"The history of Eureka lies in its future." - Lambert Molinelli, 1878


The author/editor of the Eureka Miner owns common shares of local mining stocks, General Moly (GMO) and Newmont Mining (NEM); together with benchmark miner Freeport-McMoRan (FCX). Please do your own research, markets can turn on you faster than a feral cat.

Wednesday, February 9, 2011

General Moly (GMO) Update & The $20 Moly Camp


*** A special thanks for the input provided to today's report by Seth Foreman, Director of Investor Relations, General Moly ***

Morning Miners!

It is 5:51 AM. Grab a cup of hump day java. I've got Old Miner Woden counting on all fingers and toes trying to figure out the latest General Moly timing for Mt. Hope...
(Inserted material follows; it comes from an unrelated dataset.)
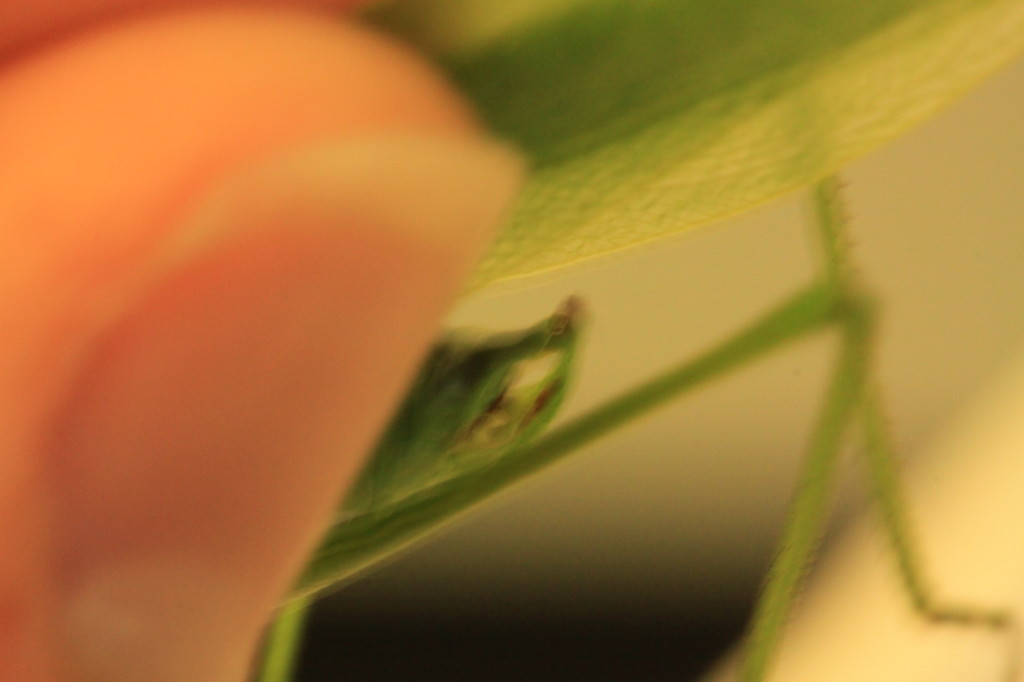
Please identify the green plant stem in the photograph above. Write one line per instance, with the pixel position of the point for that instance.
(363, 541)
(284, 641)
Mt. Hope Permitting Progress

General Moly (GMO) updated their permitting progress in a yesterday afternoon press release:


Things are taking a little longer than expected, pardner. Investment Relations Director Seth Foreman explained it to me this way, "...the review and edit process with the BLM and its independent EIS contractor is flat taking longer than we thought and longer than they indicated it would." Also he added, "...the BLM has decided, based on the scope of the comments that we received on the PDEIS (August last year) that there needs to be another round of review before we get to the DEIS publication. So they have inserted another review period into the draft/edit cycle, creating more delay. Frustrating, but something we will deal with."

Nuts. My sympathy goes out for the GMO team, there must be a lot of frustration for those anxious to put on the Carhartts and begin doing what they do best - mining!
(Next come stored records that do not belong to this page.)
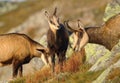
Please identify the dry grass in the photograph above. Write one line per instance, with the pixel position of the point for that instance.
(72, 65)
(114, 73)
(16, 17)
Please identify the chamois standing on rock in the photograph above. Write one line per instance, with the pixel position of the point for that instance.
(79, 34)
(57, 39)
(107, 35)
(18, 49)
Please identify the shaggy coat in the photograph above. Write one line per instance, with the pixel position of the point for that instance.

I believe Old Miner Woden has got it figured. Let's look at the pieces and come up with a rough new schedule. The Draft EIS (DEIS) is now expected to be released for publication in the second quarter of this year. At the earliest, the ole Colonel doesn't think that means April Fool's Day, let's say mid-April just for fun. The latest would be the end-of-June.
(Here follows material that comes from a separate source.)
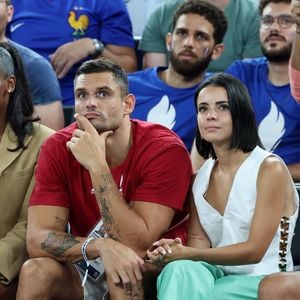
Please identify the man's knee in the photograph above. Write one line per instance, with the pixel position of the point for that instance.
(41, 268)
(280, 286)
After DEIS release there are two additional steps:

DEIS publication = 1 to 2+ months
Record of Decision (ROD) = 6 to 9 months

If we assume GMO starts digging right at ROD time, then we have 7 to 11+ months to go to mine construction from mid-April to late-June of this year. Woden tells me that gives us mid-November 2011 at the earliest; late-May+ 2012 at the latest. We put a "+" on the later time because the 1-2 month DEIS publication estimate is qualified in the press release, "...other DEIS publications have taken longer."

Last year I believe General Moly was expecting mine construction to begin this summer, now it looks as though it is pushed out to the end of the year at the earliest. Unfortunately, GMO has little influence over these delays.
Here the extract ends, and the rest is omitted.